Быть наблюдателем в жизни по темпераменту может не каждый: к Долматову, который, чтобы заработать лишнюю копейку, водит экскурсии по городу, прямо на работу приходит жена. Она мечтает об эмиграции, и, в отличие от пишущего мужа, не находит контраргументов. «А как же язык?» — в ответ на экзальтированные речи супруги про кисельные берега вопрошает главный герой. Что важно: говоря про важность языка, Долматов тычет пальцем в соседа по скамье, по углам которой расселись воинственно настроенные супруги: между ними невозмутимо сидит кудрявый франт — в цилиндре, с тростью и бакенбардами. А жена писателя показывает своё отношение к великому и могучему: ставит «nihil» в виде авоськи с консервными банками на колени русскому языку во плоти (удобная полочка). И решает ехать в Америку одна.
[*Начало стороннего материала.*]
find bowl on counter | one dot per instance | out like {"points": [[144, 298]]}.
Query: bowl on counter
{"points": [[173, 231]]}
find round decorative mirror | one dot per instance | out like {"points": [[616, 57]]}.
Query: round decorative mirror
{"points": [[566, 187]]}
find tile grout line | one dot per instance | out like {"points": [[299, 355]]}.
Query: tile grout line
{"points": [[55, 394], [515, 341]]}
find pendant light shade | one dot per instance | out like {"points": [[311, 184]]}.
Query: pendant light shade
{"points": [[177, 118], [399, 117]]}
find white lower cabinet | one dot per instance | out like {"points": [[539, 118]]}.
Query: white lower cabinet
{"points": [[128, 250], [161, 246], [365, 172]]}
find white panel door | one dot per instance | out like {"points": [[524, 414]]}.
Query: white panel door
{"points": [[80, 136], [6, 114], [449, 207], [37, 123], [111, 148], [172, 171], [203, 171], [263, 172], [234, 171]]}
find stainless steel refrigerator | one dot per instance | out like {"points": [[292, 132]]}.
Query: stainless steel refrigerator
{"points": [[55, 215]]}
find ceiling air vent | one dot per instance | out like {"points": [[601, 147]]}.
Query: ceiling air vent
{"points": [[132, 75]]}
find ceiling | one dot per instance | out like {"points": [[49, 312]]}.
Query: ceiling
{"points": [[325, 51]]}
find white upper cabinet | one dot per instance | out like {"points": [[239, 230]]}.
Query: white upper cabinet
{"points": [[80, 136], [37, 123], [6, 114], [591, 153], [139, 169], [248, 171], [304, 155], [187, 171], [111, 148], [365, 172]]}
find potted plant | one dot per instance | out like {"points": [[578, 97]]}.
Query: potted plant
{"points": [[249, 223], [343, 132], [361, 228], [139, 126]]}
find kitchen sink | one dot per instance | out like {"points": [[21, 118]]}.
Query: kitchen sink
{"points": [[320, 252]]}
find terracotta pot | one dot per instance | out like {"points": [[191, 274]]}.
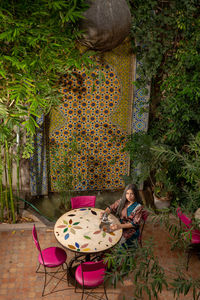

Но скоро и у Долматова случается прощание с иллюзиями: когда милиционер проверяет его документы, тот, чтобы разрядить обстановку, отмачивает очередной вульгарный анекдот. Видно, не сошлись чувства юмора — блюститель порядка избивает героя. Немного оклемавшись, насупив брови, Долматов, как истинный русский, выпивает водки из горла и поднимается по лестнице, растворяясь в тумане и неизвестности. Дверь за ним — закрывается.
Внешне Америка кажется другой: по крайней мере пиджак у героя изменился в цвете — стал не серый. Долматов работает на радио, где после каждый его реплики звучит навязчивая, неестественно позитивная отбивка, из-за которой занятие героя кажется излишне помпезным и неживым. Отношения писателя с женой вне родной среды скатились до уровня смолл-токов и тоже стали бутафорскими. И даже кучерявого заведующего русским словом поменяла чужбинка: в США он играет на саксофоне, пьёт виски, а фрак сменил на джинсы — тонкая метафора ассимиляции языка в другой среде.
В финале спектакля, чтобы шире раскрыть тему эмиграции, режиссёр вводит дополнительную сюжетную линию — показывает притчу о Головкере. У этого персонажа другие мотивы: в Америку он едет не как Долматов — от безвыходности и с тоской, — а банально для наживы и самореализации. Он — советский Башмачкин: блёклый клерк, хотящий большего, но не вывернувшись для этого нутром, а лишь сменив снаружи пиджак. Ну, или бросив жену, детей и переехав в другую страну. Конформизм бывшего Головкина оказывается идеальной моделью для западного устоя, и вскоре он становится успешным бизнесменом Головкером.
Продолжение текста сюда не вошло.